Self-repair of bones: a new approach to restoring cranial bones without the use of bone tissue implantation

In a groundbreaking study published in the Proceedings of the National Academy of Sciences, researchers from the University of Pittsburgh have discovered a new approach to bone regeneration in adult mice without the need for biomaterials or implantation of bone tissue. Using a device similar to an orthodontic wire, the researchers carefully stretched the skulls of mice along their sutures, activating skeletal stem cells in the seams. This technique successfully repaired damage to the skull that would not have healed on its own. The team believes that this approach could be used to develop novel therapies for people.

The study was inspired by babies, who have an exceptional ability to regenerate bone defects in the calvarial bones that form the top of the skull. The bones in babies are not completely fused, which means that the sutures where stem cells reside are still open.

Baby skull

The researchers hypothesized that by mechanically opening the sutures in adults, they could activate the stem cell niche and boost stem cell numbers to promote bone regeneration.

Research methodology:

The researchers used a bone distraction device to apply a controlled pulling force to the calvarial bones of mice. This force was strong enough to slightly widen the sutures without causing a fracture. Using single-cell RNA sequencing and live-imaging microscopy, they found that the number of stem cells in the expanded sutures of these animals quadrupled. As a result, mice treated with the device regenerated bone to heal a large defect in the skull.

Single cell rna-sequencing analysis of 4-d-old, 2-mo-old, 4-mo-old, and 14-mo-old calvarial sutures. (a–d) uniform manifold approximation and projection (umap) plot showing unbiased graph-based clusters distribution of all cell populations in sutures isolated from 4-d-old (a), 2-mo-old (b), 4-mo-old (c), and 14-mo-old (d) mice. (e) quantification of osteogenic and non-osteogenic cell lineages (absolute numbers counted in each sample and percentages of the total cells within each sample). (f–i) umaps displaying the expression of prx1/prrx1, ctsk, gli1, and axin2 in calvarial sutures of 4-d-old (f), 2-mo-old (g), 4-mo-old (h), and 14-mo-old (i) mice. (j) quantification of cells expressing prx1/prrx1, ctsk, gli1, and axin2 (absolute numbers counted in each sample and percentages of the total cells within each sample). 4-d-old mice: total cells 2,293 (n = 8); 2-mo-old mice: total cells 3,159 (n = 5); 4-mo-old mice: total cells 6,308 (n = 5); 14-mo-old mice; total cells 5,064 (n = 6).

While the approach was effective in healing skeletally mature 2-month-old mice, it did not work in 10-month-old, or middle-aged, rodents.
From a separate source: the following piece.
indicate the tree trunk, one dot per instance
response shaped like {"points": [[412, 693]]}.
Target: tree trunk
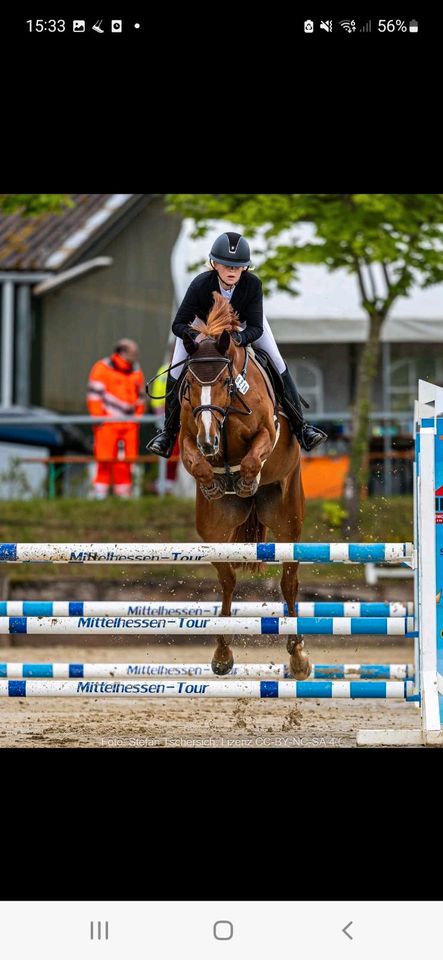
{"points": [[359, 467]]}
This is because the quantity of stem cells in calvarial sutures is very low in older mice, so expanding this niche is not as effective in boosting healing capacity.
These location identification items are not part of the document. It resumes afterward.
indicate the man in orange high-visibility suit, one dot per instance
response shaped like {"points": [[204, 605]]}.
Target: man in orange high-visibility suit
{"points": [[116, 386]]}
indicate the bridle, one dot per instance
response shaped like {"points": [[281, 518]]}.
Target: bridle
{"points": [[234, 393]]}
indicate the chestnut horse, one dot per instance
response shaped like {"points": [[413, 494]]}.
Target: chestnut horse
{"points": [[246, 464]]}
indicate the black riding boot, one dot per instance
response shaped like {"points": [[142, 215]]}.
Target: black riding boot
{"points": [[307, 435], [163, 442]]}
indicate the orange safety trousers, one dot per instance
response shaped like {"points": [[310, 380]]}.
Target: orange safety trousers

“Our approach is inspired by babies because they have an amazing ability to regenerate bone defects in the calvarial bones that make up the top of the skull,” said senior author Giuseppe Intini, D.D.S., Ph.D., associate professor of periodontics and preventive dentistry at the Pitt School of Dental Medicine, member of the McGowan Institute for Regenerative Medicine and an investigator at UPMC Hillman Cancer Center. “By harnessing the body’s own healing capacity with autotherapies, we can stimulate bone to heal itself. We hope to build on this research in the future to develop novel therapies for people.”

The full version of the study can be read in the article published in the Proceedings of the National Academy of Sciences journal.
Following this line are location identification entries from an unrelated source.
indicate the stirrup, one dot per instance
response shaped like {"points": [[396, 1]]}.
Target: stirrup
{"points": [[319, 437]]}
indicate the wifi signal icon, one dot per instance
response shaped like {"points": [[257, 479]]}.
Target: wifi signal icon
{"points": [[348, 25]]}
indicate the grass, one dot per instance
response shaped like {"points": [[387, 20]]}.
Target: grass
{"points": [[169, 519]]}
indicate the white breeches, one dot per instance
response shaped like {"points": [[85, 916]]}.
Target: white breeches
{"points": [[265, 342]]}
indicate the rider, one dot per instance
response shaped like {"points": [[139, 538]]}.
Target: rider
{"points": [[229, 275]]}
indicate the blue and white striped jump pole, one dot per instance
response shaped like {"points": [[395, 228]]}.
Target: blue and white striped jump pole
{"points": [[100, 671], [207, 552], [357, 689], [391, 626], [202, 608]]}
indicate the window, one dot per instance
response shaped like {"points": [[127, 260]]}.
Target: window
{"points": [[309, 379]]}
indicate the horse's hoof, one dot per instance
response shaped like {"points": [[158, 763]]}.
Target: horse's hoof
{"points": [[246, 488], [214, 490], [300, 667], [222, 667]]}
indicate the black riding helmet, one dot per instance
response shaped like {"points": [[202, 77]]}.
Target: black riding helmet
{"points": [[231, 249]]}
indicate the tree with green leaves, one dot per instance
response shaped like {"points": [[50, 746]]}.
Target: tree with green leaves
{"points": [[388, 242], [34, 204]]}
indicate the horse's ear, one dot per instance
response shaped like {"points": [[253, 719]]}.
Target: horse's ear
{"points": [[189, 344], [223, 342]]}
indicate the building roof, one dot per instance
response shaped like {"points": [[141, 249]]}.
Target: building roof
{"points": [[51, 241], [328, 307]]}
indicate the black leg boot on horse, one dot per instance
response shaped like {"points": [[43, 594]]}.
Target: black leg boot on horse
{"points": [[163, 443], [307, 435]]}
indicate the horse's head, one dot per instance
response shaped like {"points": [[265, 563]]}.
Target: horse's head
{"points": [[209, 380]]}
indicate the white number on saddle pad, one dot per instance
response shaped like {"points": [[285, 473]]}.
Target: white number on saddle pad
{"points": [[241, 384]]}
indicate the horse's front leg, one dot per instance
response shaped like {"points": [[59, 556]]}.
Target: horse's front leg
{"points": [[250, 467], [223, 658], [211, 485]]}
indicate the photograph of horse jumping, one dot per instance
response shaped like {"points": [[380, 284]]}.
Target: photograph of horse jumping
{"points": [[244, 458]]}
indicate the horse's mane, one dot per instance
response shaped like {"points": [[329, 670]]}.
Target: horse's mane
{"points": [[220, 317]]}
Current treatments for damage to the skull involve bone grafts or implantation of biomaterials that act as scaffolds for bone regeneration, but these approaches are not always effective and come with risks. The researchers are investigating how their findings could be used to inform novel therapies in people, not just to heal skull injuries but also fractures in long bones such as the femur.

Bone distraction devices are already used to treat certain conditions such as a birth defect called craniosynostosis, in which the calvarial bones fuse too early. Expanding this technique to promote bone regeneration could be a future focus of clinical trials. The team is also investigating non-mechanical approaches to activate skeletal stem cells such as medications. This research was supported by the National Institutes of Health’s National Institute of Dental and Craniofacial Research.